Last night, the Duke and Duchess of Cambridge hosted a reception for the U.K.-Africa Investment Summit on behalf of Queen Elizabeth. They were joined by Prince William’s aunt Princess Anne, his uncle Prince Edward, and Edward’s wife, Sophie, Countess of Wessex. Small talk was made among royals, businessmen, and dignitaries. Official portraits were taken. Speeches about the importance of international relations were made. And somewhere, high above the Atlantic, Prince Harry was on his way to Canada to start his new life far away from Buckingham Palace.
While the Duke and Duchess of Sussex announced their wish to step back as senior royals on January 8, they still hoped to remain, well, part of the institution. “After many months of reflection and internal discussions, we have chosen to make a transition this year in starting to carve out a progressive new role within this institution,” they wrote. “We intend to step back as ‘senior’ members of the Royal Family and work to become financially independent while continuing to fully support Her Majesty the Queen.”
But that was followed by a second statement. If the first was grandmotherly in tone, this one was strictly business. Prince Harry and Meghan Markle would no longer formally represent the queen. They would keep private patronages, but royal duties—such as Harry’s military appointments—and public funds associated with those duties must go. Gone, too, were their “HRH” (his or her royal highness) titles. Although they weren’t technically stripped of them—the royal family likely learned from the days of Princess Diana, when the decision to get rid of her “HRH” after her divorce came across as petty—the couple will not use them, “as they are no longer working members of the Royal Family.” The duke and duchess also wished to repay the Sovereign Grant (which funds official royal expenditures) for the funds spent on the renovation of their home, Frogmore Cottage.
Although some of Buckingham Palace’s statement was in line with the Sussexes’—especially the choice to not take any public money—this didn’t sound like the “progressive new role” they set out for.

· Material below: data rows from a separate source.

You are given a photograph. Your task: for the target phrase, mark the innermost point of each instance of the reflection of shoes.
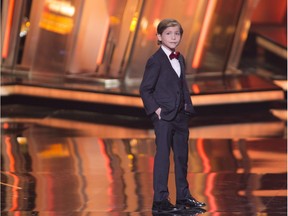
(193, 211)
(183, 212)
(189, 202)
(163, 206)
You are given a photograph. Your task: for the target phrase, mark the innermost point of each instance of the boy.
(167, 102)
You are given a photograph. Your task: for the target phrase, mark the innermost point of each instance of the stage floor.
(64, 162)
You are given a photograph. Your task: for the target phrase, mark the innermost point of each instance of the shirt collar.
(166, 50)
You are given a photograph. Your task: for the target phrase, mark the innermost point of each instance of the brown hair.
(167, 23)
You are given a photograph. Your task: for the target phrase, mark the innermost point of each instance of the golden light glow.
(56, 23)
(133, 23)
(201, 42)
(57, 16)
(8, 29)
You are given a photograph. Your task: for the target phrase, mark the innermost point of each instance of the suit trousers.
(173, 135)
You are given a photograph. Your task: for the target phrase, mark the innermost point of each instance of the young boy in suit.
(167, 102)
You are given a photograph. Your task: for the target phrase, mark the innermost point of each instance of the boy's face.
(170, 37)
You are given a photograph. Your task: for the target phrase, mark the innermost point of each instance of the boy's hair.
(167, 23)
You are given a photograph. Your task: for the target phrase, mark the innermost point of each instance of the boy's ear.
(159, 37)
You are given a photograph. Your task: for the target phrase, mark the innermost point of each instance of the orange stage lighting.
(8, 29)
(200, 46)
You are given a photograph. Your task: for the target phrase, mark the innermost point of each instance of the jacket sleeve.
(189, 108)
(147, 87)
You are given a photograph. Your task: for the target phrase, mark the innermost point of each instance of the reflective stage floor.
(61, 162)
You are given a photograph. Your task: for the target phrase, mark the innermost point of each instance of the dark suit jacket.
(160, 87)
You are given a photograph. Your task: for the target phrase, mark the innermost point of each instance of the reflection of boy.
(167, 101)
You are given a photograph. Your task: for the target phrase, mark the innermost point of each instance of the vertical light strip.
(12, 170)
(109, 172)
(203, 156)
(8, 29)
(206, 23)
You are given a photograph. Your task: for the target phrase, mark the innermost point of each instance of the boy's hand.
(158, 111)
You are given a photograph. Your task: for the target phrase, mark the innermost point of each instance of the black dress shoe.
(189, 202)
(163, 206)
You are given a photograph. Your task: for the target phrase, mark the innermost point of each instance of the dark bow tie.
(174, 55)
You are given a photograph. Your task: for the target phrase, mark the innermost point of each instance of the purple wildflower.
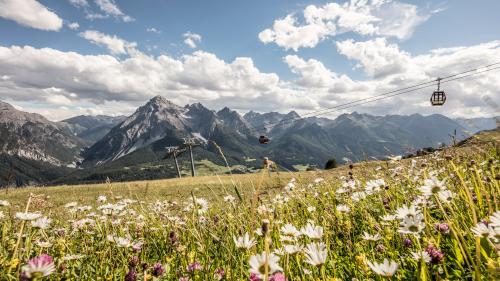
(158, 270)
(436, 255)
(444, 228)
(194, 266)
(131, 275)
(278, 276)
(219, 274)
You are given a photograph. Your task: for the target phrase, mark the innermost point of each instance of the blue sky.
(308, 79)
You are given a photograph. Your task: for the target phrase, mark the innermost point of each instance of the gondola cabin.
(438, 98)
(263, 140)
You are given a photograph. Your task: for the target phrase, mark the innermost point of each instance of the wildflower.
(258, 264)
(28, 216)
(387, 268)
(194, 266)
(219, 274)
(311, 209)
(374, 186)
(312, 231)
(495, 219)
(72, 257)
(42, 223)
(292, 249)
(446, 196)
(318, 180)
(40, 266)
(133, 261)
(444, 228)
(407, 242)
(71, 205)
(316, 253)
(389, 218)
(357, 196)
(343, 208)
(435, 254)
(157, 270)
(369, 237)
(131, 275)
(229, 198)
(407, 212)
(481, 230)
(421, 256)
(244, 241)
(290, 230)
(278, 276)
(412, 225)
(432, 186)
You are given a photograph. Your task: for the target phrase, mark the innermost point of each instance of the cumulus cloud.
(64, 81)
(30, 13)
(107, 8)
(191, 39)
(79, 3)
(74, 25)
(114, 44)
(364, 17)
(153, 30)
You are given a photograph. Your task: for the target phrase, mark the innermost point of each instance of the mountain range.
(93, 148)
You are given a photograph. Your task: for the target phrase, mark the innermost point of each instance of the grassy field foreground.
(430, 218)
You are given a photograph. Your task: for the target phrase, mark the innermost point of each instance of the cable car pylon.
(438, 98)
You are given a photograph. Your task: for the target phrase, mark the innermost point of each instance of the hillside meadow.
(435, 217)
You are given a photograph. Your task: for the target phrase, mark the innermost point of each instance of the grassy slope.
(212, 186)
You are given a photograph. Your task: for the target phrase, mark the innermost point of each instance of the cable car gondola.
(263, 140)
(438, 98)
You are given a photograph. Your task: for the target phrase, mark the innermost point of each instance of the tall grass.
(432, 218)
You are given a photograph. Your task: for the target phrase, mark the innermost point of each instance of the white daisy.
(387, 268)
(290, 230)
(432, 186)
(42, 223)
(312, 231)
(315, 253)
(244, 242)
(258, 263)
(28, 216)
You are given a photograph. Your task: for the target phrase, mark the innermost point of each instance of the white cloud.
(30, 13)
(114, 44)
(110, 8)
(191, 39)
(153, 30)
(54, 78)
(365, 17)
(74, 25)
(377, 57)
(79, 3)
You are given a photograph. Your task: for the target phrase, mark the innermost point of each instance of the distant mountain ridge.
(107, 146)
(32, 136)
(91, 128)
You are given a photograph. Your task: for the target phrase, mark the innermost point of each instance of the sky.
(63, 58)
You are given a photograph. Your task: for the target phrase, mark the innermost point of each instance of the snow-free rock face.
(32, 136)
(159, 119)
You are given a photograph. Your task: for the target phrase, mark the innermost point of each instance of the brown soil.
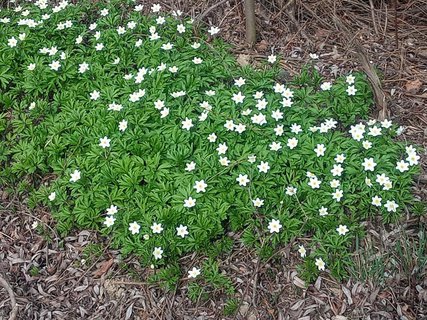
(49, 280)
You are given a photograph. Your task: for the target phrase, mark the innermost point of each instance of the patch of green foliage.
(130, 124)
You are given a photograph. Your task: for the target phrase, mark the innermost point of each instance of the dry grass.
(389, 281)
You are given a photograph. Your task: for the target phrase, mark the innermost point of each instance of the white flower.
(342, 230)
(258, 202)
(335, 183)
(275, 146)
(302, 251)
(104, 12)
(314, 183)
(190, 166)
(277, 115)
(326, 86)
(224, 161)
(121, 30)
(413, 159)
(99, 46)
(287, 93)
(274, 226)
(259, 119)
(164, 112)
(104, 142)
(296, 128)
(189, 203)
(212, 137)
(157, 253)
(376, 201)
(167, 46)
(238, 98)
(222, 148)
(272, 58)
(134, 227)
(193, 273)
(400, 130)
(83, 67)
(252, 158)
(213, 30)
(138, 8)
(111, 210)
(351, 90)
(350, 79)
(75, 176)
(123, 125)
(337, 170)
(340, 158)
(391, 206)
(109, 221)
(323, 211)
(187, 124)
(320, 264)
(155, 8)
(263, 167)
(55, 65)
(94, 95)
(367, 144)
(402, 166)
(154, 36)
(386, 124)
(243, 180)
(131, 25)
(200, 186)
(320, 150)
(182, 231)
(279, 130)
(52, 196)
(12, 42)
(160, 20)
(229, 125)
(290, 191)
(369, 164)
(240, 128)
(157, 227)
(337, 195)
(239, 82)
(292, 143)
(115, 107)
(258, 95)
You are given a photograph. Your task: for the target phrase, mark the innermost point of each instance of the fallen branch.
(9, 290)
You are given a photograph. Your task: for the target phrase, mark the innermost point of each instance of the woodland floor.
(50, 281)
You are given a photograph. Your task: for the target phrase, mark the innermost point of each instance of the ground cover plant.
(140, 127)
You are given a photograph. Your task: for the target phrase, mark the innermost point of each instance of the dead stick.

The British papers harped on this apparent hard line: “Harry and Meghan cast out,” read a headline in the Sunday Telegraph. “Queen orders a hard Megxit,” said the Sunday Mirror. “They’re Out: Sussexes seal exit deal with the Queen,” heralded the Sunday Times.
Harry shared his disappointment at a private reception for the charity he founded, Sentebale.
“It brings me great sadness that it has come to this,” he said. “What I want to make clear is we’re not walking away, and we certainly aren’t walking away from you. Our hope was to continue serving the Queen, the Commonwealth, and my military associations, but without public funding. Unfortunately, that wasn’t possible.”